One of the virtues of "The Exorcist" is its leisurely pace-- slow, but not sluggish. By keeping the tempo leisurely, Friedkin gets to develop all of his principal characters so that we care about them. Even more important we believe that the mayhem caused by the possessed 12-year-old is real and an event as ghastly as the dominion by Satan within a lovely, innocent child is possible. We don't see aliens with eels crawling out of their bellies for half the movie and in fact we see only a single diabolical spirit throughout the film's substantial time of 132 minutes. We learn, as well, that with the exception of an exorcism that Father Merrin (Max von Sydow) performed in Africa--just a single such event and one which lasted for an entire month--was the only known case of such an incident since the Sixteenth Century. We might not find difficulty believing that such a cataclysm could indeed occur once or twice every four hundred years. The discovery of a small, ghoulish statue by Father Merrin was not a contrived, chance event. We believe in the power of the relic because Friedkin spends considerable time in the opening quarter hour or so to situate his action in Northern Iraq, the scene of the biblical treasures of Nineveh where a large number of local people are digging under the supervision of the American churchman. And the people speak Arabic!
The Georgetown (D.C.) home of Chris MacNeil (Ellen Burstyn) and her daughter Regan (Linda Blair) is lavish, equipped with a butler, a cook and a nanny. This too is made painstakingly credible when Friedkin does not simply have someone state that Chris makes her living as an actress in major studio movies but actually shows us a substantial scene involving a student demonstration taking place presumably between 1968 and 1973. No expense is spared to make us accept the details of the narrative, which this time around includes eleven minutes never seen before including the best single shot--a few seconds that will startle arachnophobics and others alike.

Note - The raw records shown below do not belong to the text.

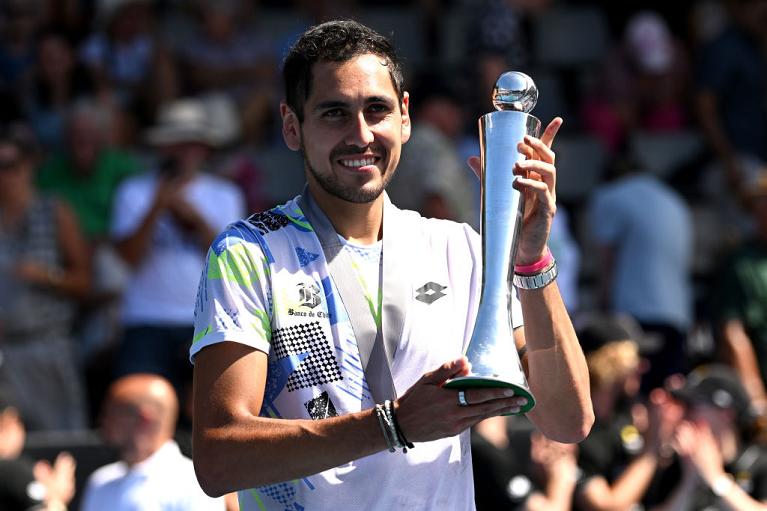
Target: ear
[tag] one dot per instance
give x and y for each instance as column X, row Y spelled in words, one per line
column 291, row 127
column 405, row 109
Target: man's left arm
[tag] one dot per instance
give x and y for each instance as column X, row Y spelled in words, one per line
column 556, row 368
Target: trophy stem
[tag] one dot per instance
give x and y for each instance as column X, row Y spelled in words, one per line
column 492, row 351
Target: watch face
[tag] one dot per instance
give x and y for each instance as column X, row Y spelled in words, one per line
column 536, row 281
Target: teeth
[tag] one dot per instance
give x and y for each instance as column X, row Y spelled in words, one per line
column 358, row 163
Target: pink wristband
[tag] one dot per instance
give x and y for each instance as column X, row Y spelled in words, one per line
column 536, row 267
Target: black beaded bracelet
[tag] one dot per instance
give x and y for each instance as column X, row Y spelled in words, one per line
column 406, row 444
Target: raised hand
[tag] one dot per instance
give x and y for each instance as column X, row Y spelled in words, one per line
column 537, row 181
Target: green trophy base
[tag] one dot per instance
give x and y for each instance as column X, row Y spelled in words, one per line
column 478, row 382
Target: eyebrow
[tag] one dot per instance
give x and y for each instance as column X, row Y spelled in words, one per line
column 330, row 104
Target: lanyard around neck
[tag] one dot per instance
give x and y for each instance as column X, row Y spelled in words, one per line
column 376, row 346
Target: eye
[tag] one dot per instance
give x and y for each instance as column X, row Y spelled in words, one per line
column 379, row 108
column 333, row 113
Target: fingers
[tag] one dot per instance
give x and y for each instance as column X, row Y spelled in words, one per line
column 535, row 149
column 550, row 133
column 531, row 169
column 448, row 370
column 498, row 398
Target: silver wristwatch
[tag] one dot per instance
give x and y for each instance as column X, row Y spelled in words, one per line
column 538, row 280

While a majority of the audience for this digitized re-release of "The Exorcist" will have never before seen the movie on the big screen but only on the absurdly inadequate technology of videotapes, the re-release is a godsend (no pun intended). Folks in high school and college and some perhaps on their first job will get to see what a real horror movie is like before the fast pace of video games made pure sensation a requirement for big box office among the prime movie goers. Some viewers in their teens and twenties might even try to figure out a line by a detective in the homicide bureau (Lee J. Cobb) who asks a potential companion to accompny him to a movie, "Othello," with Groucho Marx in the title role and Debbie Reynolds as Desdemona.

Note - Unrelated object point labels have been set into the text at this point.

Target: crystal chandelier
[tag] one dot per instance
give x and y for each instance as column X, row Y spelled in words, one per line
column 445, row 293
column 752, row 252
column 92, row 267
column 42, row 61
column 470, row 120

While we credit the movie for avoiding the usual cheap frights of the Friday the 13th series and the like, we lament that this film, for all its artistic attributes, may not invoke screams from a benumbed audience. But what a pleasure to see that a horror film can be exquisitely and lovingly made in an age of cheap shots and shoddy thrills. Ian Waldron- Mantgani, a major online critic in a Liverpool suburb, notes that the film is still banned on video in the UK because of fears that children, who would then be able to see the movie at home, could be affected for the worse. The jury is still out on the influence of violent movies on the impressionable young, particularly one that features a 12-year-old sporadically cursing, urinating in public, vomiting green stuff, twisting her around completely around, and generally making a case that Ritalin is not all it's cracked up to be.